Le capitaine, qui n'était point marié, n'avait que trois
domestiques, dont l'un, qui m'apportait à manger dans ma chambre,
avait de si bonnes manières à mon égard et me paraissait avoir
tant de bon sens pour un _yahou_, que sa compagnie ne me déplut
point; il gagna sur moi de me faire mettre de temps en temps la
tête à une lucarne pour prendre l'air; ensuite, il me persuada de
descendre à l'étage d'au-dessous et de coucher dans une chambre
dont la fenêtre donnait sur la rue. Il me fit regarder par cette
fenêtre; mais au commencement, je retirais ma tête aussitôt que je
l'avais avancée: le peuple me blessait la vue. Je m'y accoutumai
pourtant peu à peu. Huit jours après, il me fit descendre à un
étage encore plus bas; enfin, il triompha si bien de ma faiblesse,
qu'il m'engagea à venir m'asseoir à la porte pour regarder les
passants, et ensuite à l'accompagner dans les rues.

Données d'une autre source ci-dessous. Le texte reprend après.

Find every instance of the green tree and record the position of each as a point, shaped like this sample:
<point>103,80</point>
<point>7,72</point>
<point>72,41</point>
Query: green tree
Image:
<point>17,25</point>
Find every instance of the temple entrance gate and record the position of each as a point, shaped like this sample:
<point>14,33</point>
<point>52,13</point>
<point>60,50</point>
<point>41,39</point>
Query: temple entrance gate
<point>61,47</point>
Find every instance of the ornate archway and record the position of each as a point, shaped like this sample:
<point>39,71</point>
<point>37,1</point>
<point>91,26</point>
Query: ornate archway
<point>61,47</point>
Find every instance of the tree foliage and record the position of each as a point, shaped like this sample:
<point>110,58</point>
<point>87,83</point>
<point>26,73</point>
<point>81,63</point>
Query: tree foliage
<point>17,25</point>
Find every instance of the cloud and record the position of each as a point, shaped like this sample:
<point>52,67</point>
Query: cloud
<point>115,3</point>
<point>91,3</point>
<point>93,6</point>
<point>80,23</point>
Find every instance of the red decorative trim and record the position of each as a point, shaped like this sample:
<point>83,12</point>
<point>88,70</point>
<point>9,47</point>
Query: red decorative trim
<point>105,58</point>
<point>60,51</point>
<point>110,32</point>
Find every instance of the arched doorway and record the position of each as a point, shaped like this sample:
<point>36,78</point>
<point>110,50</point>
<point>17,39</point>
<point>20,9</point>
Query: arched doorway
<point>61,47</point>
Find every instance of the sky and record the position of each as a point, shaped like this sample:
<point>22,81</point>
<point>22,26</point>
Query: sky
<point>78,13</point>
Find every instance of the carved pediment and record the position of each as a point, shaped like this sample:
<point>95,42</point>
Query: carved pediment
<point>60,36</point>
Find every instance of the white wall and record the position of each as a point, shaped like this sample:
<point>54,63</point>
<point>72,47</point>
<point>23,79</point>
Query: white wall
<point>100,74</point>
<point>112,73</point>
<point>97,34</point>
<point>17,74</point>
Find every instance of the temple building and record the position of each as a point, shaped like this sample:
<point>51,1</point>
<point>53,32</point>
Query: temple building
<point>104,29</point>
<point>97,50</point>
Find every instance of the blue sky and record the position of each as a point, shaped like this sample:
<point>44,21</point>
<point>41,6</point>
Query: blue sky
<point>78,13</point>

Dom Pedro, à qui j'avais expliqué l'état de ma famille et de mes
affaires, me dit un jour que j'étais obligé en honneur et en
conscience de retourner dans mon pays et de vivre dans ma maison
avec ma femme et mes enfants. Il m'avertit en même temps qu'il y
avait dans le port un vaisseau prêt à faire voile pour
l'Angleterre, et m'assura qu'il me fournirait tout ce qui me
serait nécessaire pour mon voyage. Je lui opposai plusieurs
raisons qui me détournaient de vouloir jamais aller demeurer dans
mon pays, et qui m'avaient fait prendre la résolution de chercher
quelque île déserte pour y finir mes jours. Il me répliqua que
cette île que je voulais chercher était une chimère, et que je
trouverais des hommes partout; qu'au contraire, lorsque je serais
chez moi, j'y serais le maître, et pourrais y être aussi solitaire
qu'il me plairait.

Je me rendis à la fin, ne pouvant mieux faire; j'étais d'ailleurs
devenu un peu moins sauvage. Je quittai Lisbonne le 24 novembre,
et m'embarquai dans un vaisseau marchand. Dom Pedro m'accompagna
jusqu'au port et eut l'honnêteté de me prêter la valeur de vingt
livres sterling. Durant ce voyage, je n'eus aucun commerce avec le
capitaine ni avec aucun des passagers, et je prétextai une maladie
pour pouvoir toujours rester dans ma chambre. Le 5 décembre 1715,
nous jetâmes l'ancre sur la côte anglaise, environ sur les neuf
heures du matin, et, à trois heures après midi, j'arrivai à
Redriff en bonne santé, et me rendis au logis. Ma femme et toute
ma famille, en me revoyant, me témoignèrent leur surprise et leur
joie; comme ils m'avaient cru mort, ils s'abandonnèrent à des
transports que je ne puis exprimer. Je les embrassai tous assez
froidement, à cause de l'idée de _yahou_ qui n'était pas encore
sortie de mon esprit.

Du premier argent que j'eus, j'achetai deux jeunes, chevaux, pour
lesquels je fis bâtir une fort belle écurie, et auxquels je donnai
un palefrenier du premier mérite, que je fis mon favori et mon
confident. L'odeur de l'écurie me charmait, et j'y passais tous
les jours quatre heures à parler à mes chers chevaux, qui me
rappelaient le souvenir des vertueux Houyhnhnms.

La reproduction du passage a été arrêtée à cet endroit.